We are currently in 5 states and plan to expand to about 10 more states in Nigeria within the next 12 months. We will also expand into Togo this year since Equiano has launched there.
On the policy side, when you want to improve broadband penetration on things like building base stations, site acquisitions, and getting permits for that, there are opportunities for that to improve. We must give a lot of credit to the NCC for being extremely progressive in accelerating the pace of telecoms industry advancement in Nigeria. For instance, one thing the NCC has also done is in access to spectrum – we saw the 5G auction completion last year with MTN and Mafab Communications.
This is a very exciting opportunity because with 5G there will be a lot of equipment shipped into the country, improved site locations cause the coverage area of 5G is a lot less, more space for tower installations, and more revenue generated for local communities. We saw how things changed with the first generation of broadband and over the next 18 months, we will see a lot of activities tied to that. So there are opportunities across every space and we will also see improvements in health care, fintech, education, etc, especially with improved broadband penetration.
TE: What are the similarities between both countries – Nigeria and Ghana? You talked about the issues of state-to-state fiber connectivity, and Right of Way. How similar are those challenges between Nigeria and Ghana?
Kendall Ananyi: I would say they are at par because where when you look broadly, things even out. For instance, there is more stable power in Ghana which reduces expenses in that area versus Nigeria where we have to use solar power to man the towers to minimize the high costs of diesel to power generators.
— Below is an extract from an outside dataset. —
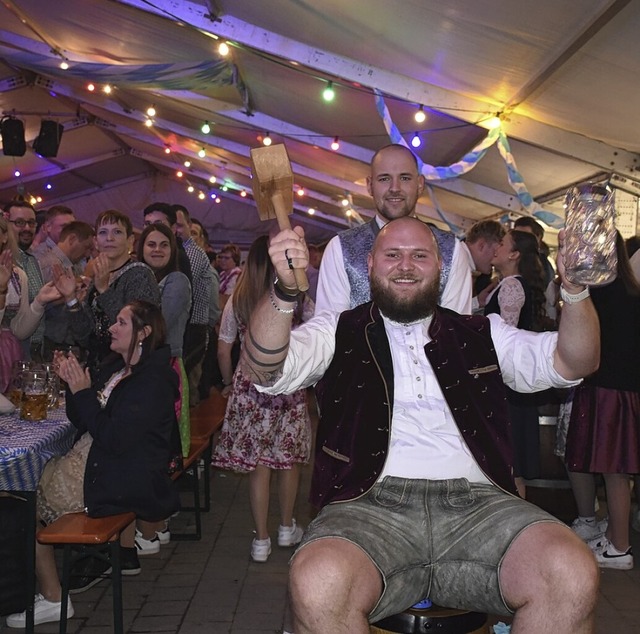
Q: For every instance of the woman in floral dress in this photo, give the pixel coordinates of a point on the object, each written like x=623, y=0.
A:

But in terms of permits, things have improved significantly.
Yes, the cost still exists, although this is a little cheaper in Ghana due to the presence of fiber infrastructure to latch onto versus Nigeria where the major fiber builds are in a few states such as Lagos, Edo, and Ogun with some growing activity in Port Harcourt.
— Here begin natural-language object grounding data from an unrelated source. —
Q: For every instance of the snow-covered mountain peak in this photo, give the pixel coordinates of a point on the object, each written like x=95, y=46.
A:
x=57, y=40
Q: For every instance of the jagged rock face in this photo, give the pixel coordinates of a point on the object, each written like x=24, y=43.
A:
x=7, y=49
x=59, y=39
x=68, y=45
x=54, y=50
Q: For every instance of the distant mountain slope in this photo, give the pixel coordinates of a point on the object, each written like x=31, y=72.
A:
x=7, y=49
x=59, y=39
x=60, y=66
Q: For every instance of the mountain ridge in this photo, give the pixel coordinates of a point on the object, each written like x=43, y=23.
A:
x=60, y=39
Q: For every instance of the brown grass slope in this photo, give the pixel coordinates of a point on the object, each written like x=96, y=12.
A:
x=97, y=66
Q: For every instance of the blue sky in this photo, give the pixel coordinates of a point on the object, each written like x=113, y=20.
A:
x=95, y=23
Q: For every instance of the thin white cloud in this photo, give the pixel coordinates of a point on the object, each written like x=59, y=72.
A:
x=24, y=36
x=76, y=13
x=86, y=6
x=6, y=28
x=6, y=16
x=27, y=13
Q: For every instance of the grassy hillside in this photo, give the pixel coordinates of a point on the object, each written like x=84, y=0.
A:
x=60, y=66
We need the kind of infrastructure and policies that enable that, beyond Right of Way, to be able to deploy the fiber and work with communities to have more expansive fiber across Nigeria.
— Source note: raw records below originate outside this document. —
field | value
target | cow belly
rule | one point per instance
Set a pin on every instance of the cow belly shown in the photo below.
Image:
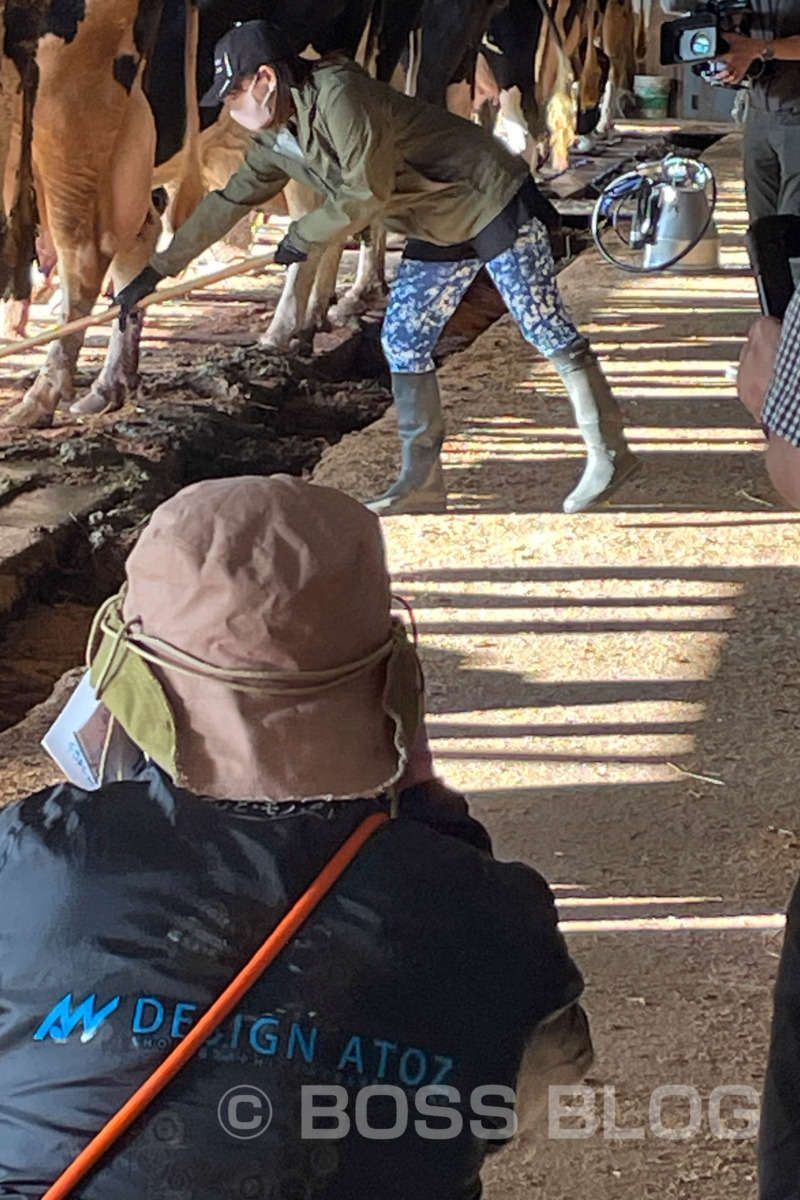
(126, 199)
TE: What will the partnership with Microsoft in Oyo State achieve?
Kendall Ananyi: We announced our launch into Oyo State earlier this year and started installations this month. Our collaboration with Microsoft on its Airband project will complement Tizeti’s existing initiative in Oyo State and lay a foundation for a robust and thriving digital ecosystem for the large population of vibrant, young people in Oyo State.
Oyo State has one of the highest numbers of higher institutions in Nigeria, and an eGovernment-focused leadership that is leading in digital technology infrastructure development and digital technology human capital development.
We believe that our low-cost broadband service will complement the government’s efforts in driving eGovernment implementation, digital access, and investment promotion, empower more Nigerians in Oyo State and stimulate economic activities.